Declarative Programming Of Interactive Systems With Grapefruit

Stc
Date: 2008-05-29

Time: 11:00

Room: BBL room 471

Speaker: Wolfgang Jeltsch (TU Cottbus)

Title: Declarative Programming of Interactive Systems with Grapefruit

Abstract

Functional programming languages are famous for supporting a declarative programming style where the program says what should be done instead how it should be done. However, GUI and graphics libraries of functional languages are typically imperative in nature. An example is the Haskell GTK+ binding Gtk2Hs. The programmer has to create widgets and windows explicitely and register event handlers. In turn, event handlers read the state of widgets and windows and modify the state of other widgets and windows depending on it.

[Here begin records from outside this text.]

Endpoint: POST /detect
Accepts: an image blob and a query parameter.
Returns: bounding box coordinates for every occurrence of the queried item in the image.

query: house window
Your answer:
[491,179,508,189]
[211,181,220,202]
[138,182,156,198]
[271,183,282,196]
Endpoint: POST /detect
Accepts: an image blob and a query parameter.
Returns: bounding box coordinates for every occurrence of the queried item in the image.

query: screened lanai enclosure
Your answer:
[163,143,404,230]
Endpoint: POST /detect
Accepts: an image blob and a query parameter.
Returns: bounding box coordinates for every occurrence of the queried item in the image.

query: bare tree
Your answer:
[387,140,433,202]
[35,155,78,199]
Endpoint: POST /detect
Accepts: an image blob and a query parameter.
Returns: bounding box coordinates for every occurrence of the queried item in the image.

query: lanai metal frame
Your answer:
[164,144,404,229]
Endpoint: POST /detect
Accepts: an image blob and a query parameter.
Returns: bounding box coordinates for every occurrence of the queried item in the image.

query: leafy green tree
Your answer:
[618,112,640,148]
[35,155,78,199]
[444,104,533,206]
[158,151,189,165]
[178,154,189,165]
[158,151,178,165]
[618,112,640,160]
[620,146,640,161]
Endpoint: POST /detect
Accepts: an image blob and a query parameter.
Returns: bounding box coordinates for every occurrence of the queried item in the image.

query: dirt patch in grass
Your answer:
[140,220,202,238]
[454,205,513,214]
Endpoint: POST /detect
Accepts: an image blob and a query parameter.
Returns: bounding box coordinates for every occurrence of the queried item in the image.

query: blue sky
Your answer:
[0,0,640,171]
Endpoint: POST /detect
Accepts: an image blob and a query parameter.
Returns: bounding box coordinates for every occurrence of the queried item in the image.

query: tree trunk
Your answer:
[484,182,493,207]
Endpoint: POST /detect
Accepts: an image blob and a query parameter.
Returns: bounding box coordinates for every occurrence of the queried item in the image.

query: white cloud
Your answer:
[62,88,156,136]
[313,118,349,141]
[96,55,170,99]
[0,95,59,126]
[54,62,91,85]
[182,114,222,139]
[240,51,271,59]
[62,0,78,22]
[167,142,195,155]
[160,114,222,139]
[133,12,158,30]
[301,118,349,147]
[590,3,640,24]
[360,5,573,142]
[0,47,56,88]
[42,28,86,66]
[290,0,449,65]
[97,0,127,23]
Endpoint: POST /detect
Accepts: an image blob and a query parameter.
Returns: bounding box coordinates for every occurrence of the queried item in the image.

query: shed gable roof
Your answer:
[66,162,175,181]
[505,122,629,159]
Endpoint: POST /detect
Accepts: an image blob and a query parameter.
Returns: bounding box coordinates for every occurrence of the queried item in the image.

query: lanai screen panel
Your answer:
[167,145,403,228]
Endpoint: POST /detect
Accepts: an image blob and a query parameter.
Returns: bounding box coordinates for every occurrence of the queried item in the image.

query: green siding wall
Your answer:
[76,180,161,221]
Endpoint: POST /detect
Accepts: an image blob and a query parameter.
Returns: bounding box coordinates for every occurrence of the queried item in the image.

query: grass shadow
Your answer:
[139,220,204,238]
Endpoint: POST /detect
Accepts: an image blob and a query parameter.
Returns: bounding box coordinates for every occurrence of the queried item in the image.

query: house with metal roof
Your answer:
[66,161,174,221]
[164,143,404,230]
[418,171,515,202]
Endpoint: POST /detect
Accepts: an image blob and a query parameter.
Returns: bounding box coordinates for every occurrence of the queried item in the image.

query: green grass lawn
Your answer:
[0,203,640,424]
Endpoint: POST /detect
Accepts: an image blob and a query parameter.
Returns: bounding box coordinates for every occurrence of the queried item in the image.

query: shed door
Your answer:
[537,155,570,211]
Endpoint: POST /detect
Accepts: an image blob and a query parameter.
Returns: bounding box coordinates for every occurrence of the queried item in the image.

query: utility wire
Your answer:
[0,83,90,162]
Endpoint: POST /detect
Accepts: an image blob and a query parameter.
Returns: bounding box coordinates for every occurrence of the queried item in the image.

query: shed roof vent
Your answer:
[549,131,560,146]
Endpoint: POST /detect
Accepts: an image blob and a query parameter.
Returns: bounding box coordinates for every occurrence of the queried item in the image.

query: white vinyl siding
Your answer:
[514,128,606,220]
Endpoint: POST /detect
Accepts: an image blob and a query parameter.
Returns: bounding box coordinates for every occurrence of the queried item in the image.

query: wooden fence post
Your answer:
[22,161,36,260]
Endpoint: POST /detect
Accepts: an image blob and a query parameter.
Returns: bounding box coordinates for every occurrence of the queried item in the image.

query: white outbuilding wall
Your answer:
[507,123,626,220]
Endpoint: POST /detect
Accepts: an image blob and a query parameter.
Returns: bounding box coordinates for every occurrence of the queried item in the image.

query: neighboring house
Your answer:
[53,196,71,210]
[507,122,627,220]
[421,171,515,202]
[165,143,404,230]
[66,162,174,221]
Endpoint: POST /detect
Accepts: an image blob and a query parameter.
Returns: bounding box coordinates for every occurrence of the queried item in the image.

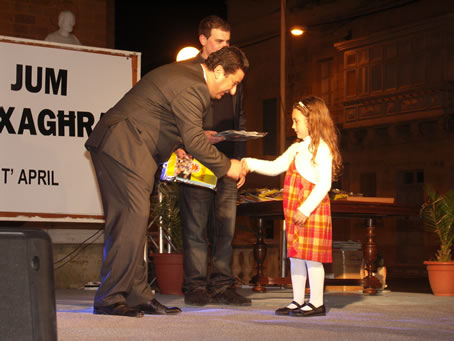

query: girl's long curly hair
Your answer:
[293,96,342,181]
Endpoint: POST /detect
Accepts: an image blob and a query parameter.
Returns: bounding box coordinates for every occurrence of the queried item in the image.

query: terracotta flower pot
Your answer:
[424,261,454,296]
[152,253,183,295]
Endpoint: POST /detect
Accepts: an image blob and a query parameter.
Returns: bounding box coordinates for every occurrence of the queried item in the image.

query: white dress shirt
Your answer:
[245,136,333,217]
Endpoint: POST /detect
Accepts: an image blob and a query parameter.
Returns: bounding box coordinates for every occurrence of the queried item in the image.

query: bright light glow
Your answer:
[290,27,304,36]
[177,46,199,62]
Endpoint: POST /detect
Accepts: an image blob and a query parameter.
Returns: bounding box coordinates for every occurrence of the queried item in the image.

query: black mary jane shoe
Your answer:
[134,298,181,315]
[289,303,326,317]
[93,302,143,317]
[275,301,306,316]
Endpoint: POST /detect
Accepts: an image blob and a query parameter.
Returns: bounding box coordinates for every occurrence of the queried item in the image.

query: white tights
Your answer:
[287,258,325,310]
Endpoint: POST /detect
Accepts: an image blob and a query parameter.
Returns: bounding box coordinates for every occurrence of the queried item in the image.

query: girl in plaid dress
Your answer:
[242,96,342,317]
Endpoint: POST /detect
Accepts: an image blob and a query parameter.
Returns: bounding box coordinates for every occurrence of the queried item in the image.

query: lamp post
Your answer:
[279,0,287,154]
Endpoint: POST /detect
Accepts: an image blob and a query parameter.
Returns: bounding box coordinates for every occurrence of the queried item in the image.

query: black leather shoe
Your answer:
[275,301,306,315]
[289,303,326,317]
[184,289,210,307]
[93,302,143,317]
[134,298,181,315]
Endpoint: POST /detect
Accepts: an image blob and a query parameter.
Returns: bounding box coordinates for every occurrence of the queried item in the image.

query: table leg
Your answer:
[252,218,266,292]
[363,218,381,295]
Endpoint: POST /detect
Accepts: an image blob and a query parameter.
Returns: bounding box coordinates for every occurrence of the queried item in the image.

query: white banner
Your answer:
[0,36,140,220]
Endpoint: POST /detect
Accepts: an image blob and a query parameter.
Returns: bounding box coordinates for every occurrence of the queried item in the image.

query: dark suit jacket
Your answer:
[85,63,230,183]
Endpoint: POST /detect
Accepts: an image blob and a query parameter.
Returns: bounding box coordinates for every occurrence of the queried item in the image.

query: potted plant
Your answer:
[149,182,183,295]
[421,186,454,296]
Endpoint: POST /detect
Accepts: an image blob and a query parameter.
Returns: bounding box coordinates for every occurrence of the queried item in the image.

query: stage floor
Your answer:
[56,287,454,341]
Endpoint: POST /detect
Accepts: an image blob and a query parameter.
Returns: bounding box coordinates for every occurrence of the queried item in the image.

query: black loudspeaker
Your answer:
[0,228,57,341]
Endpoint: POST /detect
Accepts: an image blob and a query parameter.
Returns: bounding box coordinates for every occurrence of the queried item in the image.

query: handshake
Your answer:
[226,159,249,188]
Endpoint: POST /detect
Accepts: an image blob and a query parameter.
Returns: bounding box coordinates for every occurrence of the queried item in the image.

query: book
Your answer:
[214,130,268,142]
[160,153,217,190]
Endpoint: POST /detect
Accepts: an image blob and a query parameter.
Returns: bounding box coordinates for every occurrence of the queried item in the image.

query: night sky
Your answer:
[115,0,227,74]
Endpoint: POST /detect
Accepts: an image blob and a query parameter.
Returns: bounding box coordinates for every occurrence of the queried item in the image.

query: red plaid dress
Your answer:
[283,160,333,263]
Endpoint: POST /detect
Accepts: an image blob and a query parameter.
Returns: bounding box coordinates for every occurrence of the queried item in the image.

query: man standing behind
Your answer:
[85,46,249,317]
[177,16,251,306]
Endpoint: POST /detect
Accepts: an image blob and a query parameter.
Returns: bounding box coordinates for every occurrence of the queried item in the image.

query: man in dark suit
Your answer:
[177,15,251,306]
[85,47,249,317]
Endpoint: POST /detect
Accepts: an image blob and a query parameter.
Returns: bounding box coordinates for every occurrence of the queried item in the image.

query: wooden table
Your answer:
[237,200,419,294]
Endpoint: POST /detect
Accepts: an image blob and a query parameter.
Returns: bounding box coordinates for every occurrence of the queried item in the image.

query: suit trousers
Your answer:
[180,177,238,294]
[90,151,157,306]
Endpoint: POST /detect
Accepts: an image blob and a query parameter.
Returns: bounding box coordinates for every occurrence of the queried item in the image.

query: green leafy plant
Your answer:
[150,182,183,253]
[421,185,454,262]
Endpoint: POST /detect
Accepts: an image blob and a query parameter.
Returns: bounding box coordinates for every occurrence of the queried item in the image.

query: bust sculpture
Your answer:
[44,11,81,45]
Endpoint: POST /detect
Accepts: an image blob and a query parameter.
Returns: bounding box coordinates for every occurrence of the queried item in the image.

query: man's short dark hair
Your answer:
[205,46,249,75]
[199,15,230,39]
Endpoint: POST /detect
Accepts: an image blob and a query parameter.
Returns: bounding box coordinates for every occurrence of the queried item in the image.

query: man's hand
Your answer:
[241,159,249,177]
[175,148,190,159]
[226,159,242,180]
[293,210,307,227]
[204,130,225,144]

Functional Reactive Programming (FRP) is a declarative programming model for reactive and interactive systems. Its key concept is the signal. A signal describes a part of the system’s behavior for all time. There are continuous signals which can be thought of as functions from times to values, and discrete signals which describe sequences of values which are related to discrete times. This can be illustrated with a push button in a GUI. The button’s caption is determined by a continuous signal of strings while the sequence of all push events is represented by a discrete signal over the unit type.

This talk presents the Grapefruit library, an implementation of FRP with a focus on GUI and graphics programming. With Grapefruit, user interfaces are described as systems of interconnected components which communicate via signals, and animated graphics are represented directly by signals. New signals can be composed from existing ones in a purely functional way by using a variety of combinator functions. User interfaces with changing structure are also supported and can also be described declaratively.

Previous Haskell FRP solutions are typically implemented in a pull-based way, meaning that an event occurence or time step results in the whole system state being recalculated. In contrast, Grapefruit uses a common notification mechanism based on event handlers internally so that unnecessary updates are usually avoided. This helps on making Grapefruit easy to use and efficient at the same time.